How to Build the Best Volunteer Opportunities
In our last blog post, we wrote about the importance of keeping your United Way’s volunteer opportunities in-house so that volunteers can build relationships with United Way rather than your partner agencies. In this blog post, we’re discussing how to build in-house volunteer opportunities.
The Bare Essentials
In order to most effectively strengthen and build relationships, your in-house volunteer opportunities should embody three characteristics.
1. Low Barriers to Access. When a volunteer opportunity has low barriers to access, it is easy for people of all ages and backgrounds to participate in the opportunity. To ensure low barriers to access, there should be no separate training sessions required of participants prior to your volunteer opportunity, and participation in your opportunity should be free to community members. Volunteer opportunities with the lowest barriers to access are family-friendly and open to all ages.
Timing is also important to consider when it comes to maintaining low barriers to access. Whether you offer one, short volunteer opportunity or multiple shifts during a day-long volunteer opportunity, the most successful volunteer opportunities are typically no more than three- to four-hour commitments.

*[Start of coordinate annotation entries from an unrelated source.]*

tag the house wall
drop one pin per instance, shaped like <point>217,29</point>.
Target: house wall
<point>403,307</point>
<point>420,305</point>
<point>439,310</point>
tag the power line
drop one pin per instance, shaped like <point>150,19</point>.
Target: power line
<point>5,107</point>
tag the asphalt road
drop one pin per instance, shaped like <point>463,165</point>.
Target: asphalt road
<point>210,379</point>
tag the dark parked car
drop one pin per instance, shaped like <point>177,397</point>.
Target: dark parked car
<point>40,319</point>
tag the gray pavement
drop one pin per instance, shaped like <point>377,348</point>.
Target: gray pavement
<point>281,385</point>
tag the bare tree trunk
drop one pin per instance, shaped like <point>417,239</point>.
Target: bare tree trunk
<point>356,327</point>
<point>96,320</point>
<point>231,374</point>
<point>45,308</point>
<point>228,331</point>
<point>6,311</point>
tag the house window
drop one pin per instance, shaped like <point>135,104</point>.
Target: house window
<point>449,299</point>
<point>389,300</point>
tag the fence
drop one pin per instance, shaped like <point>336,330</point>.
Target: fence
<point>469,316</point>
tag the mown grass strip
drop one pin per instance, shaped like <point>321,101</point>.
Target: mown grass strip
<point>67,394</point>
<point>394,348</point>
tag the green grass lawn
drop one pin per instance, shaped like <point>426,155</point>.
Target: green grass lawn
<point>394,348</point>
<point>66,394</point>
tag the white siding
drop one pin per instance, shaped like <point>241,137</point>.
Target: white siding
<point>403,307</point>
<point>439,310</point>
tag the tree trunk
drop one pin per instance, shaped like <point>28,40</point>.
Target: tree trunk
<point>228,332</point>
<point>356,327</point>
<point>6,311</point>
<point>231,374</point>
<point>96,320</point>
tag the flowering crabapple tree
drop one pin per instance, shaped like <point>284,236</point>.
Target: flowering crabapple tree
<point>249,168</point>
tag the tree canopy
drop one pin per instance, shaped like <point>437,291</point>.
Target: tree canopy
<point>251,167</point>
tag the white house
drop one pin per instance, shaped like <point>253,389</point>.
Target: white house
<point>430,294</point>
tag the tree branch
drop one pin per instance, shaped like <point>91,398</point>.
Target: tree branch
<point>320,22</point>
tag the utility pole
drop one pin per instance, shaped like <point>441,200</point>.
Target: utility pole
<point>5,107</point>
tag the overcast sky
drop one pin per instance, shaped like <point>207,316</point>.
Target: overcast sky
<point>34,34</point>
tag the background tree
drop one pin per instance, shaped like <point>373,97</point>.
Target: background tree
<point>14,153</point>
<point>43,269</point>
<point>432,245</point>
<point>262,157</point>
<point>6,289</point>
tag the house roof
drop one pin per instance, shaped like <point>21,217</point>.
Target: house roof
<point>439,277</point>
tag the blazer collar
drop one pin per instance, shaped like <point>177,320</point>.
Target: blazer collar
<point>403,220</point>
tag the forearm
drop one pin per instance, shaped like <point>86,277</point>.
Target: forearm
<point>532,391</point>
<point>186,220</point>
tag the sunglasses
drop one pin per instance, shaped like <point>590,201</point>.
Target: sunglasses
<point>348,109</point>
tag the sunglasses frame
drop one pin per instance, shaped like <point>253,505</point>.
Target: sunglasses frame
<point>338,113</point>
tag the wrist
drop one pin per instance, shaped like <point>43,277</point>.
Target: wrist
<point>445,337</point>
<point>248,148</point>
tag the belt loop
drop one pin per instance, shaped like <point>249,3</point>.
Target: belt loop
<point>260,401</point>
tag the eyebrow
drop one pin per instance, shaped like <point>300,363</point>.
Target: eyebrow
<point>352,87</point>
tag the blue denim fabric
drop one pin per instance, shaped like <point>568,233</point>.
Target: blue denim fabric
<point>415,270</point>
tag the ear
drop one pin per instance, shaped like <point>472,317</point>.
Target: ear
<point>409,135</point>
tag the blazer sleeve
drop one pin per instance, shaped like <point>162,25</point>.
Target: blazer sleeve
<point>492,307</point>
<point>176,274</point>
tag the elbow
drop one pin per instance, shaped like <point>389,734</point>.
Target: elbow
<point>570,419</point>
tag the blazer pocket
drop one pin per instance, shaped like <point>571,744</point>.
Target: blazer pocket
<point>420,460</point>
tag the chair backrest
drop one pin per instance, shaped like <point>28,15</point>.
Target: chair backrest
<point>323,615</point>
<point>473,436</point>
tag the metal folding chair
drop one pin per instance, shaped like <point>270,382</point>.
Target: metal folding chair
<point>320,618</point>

2. Accommodates Large Groups. Without a volunteer coordinator or your own United Way program, you are unlikely to have time to organize more than one or two in-house volunteer opportunities each year. Therefore, it’s important that your opportunities are open to as many volunteers as possible. When choosing your volunteer opportunity, be sure that it can accommodate a large number of people.
3. Aligned with Your United Way’s Work. As we discussed in our last blog post, strengthening and building relationships requires that volunteers develop an emotional connection with your United Way and your work. To build an emotional connection, you must help volunteers understand the local issue their efforts are impacting and what United Way is doing to address that issue. In other words, your volunteer opportunities should align with your United Way’s work. Therefore, if your United Way is not working on childhood literacy, your United Way should not host a volunteer event related to childhood literacy.
The Power of Packaging
While coordinating a large-scale volunteer opportunity that aligns with your United Way’s work and has low barriers to access may seem complicated, it doesn’t have to be. For United Ways that struggle to coordinate in-house volunteer opportunities, packaging events are often a logical solution.
Packaging events are volunteer opportunities where people come together to fill bags, kits, backpacks, or baskets with needed materials that are then distributed within the community. While packaging events can look slightly different in every community, they are wonderful volunteer opportunities for United Ways for several reasons.
1. Accessible to Many. Packaging events do not require in-depth training or significant commitments of volunteer time. Additionally, this type of event is safe and can easily include the whole family, which is appealing to a broader portion of the community. Lastly, packaging events can include many volunteers and rarely last more than three hours.
2. Easy to Align. Packaging events can be easily customized to align with each United Way’s work. If your United Way is working to address homelessness, your packaging event can focus on building kits of personal care items, blankets, socks, or other essentials. If your United Way is working to address early literacy, you can fill backpacks with books and other educational materials. If your United Way is working to address hunger, you can pack sack lunches or holiday meal kits.
If you decide to distribute your packages through another organization, it is critical that you keep the focus of your packaging event on United Way – not the organizations who will receive the packages. Remember, the purpose of an in-house volunteer opportunity is to strengthen volunteers’ connection to your United Way – not partner organizations.
3. Expandable. Packaging events can lend themselves to multiple phases or volunteer opportunities if you’d like to engage your community multiple times. Beyond your day-of packaging event, there are also opportunities for volunteers to hold collection drives to gather the materials that will be used in the packaging event. Additionally, there can be opportunities for volunteers to distribute the completed packages to individuals or organizations within your community.
A great example of what an expanded packaging event can look like comes from United Way of Summit County. United Way of Summit County’s Page It Forward Book Drive uses all three engagement opportunities to get the Akron, Ohio community connected to United Way’s work. The process begins with collecting books through a book drive in the community, followed by a day to sort, clean, and package the books, and a day to distribute the books. What could have been one simple volunteer event became three unique opportunities to strengthen old relationships and build new relationships within the community.
Start Building
If your United Way doesn’t have its own volunteer opportunities, it’s time to stop volunteer matchmaking and start offering your own in-house opportunities. While this may seem like a daunting task, providing opportunities for your donors and community to engage with your United Way is critical to strengthening old relationships and building new relationships.
So, there are no excuses. Set a goal to organize an in-house volunteer event, reach out to other United Ways for advice, and make it happen.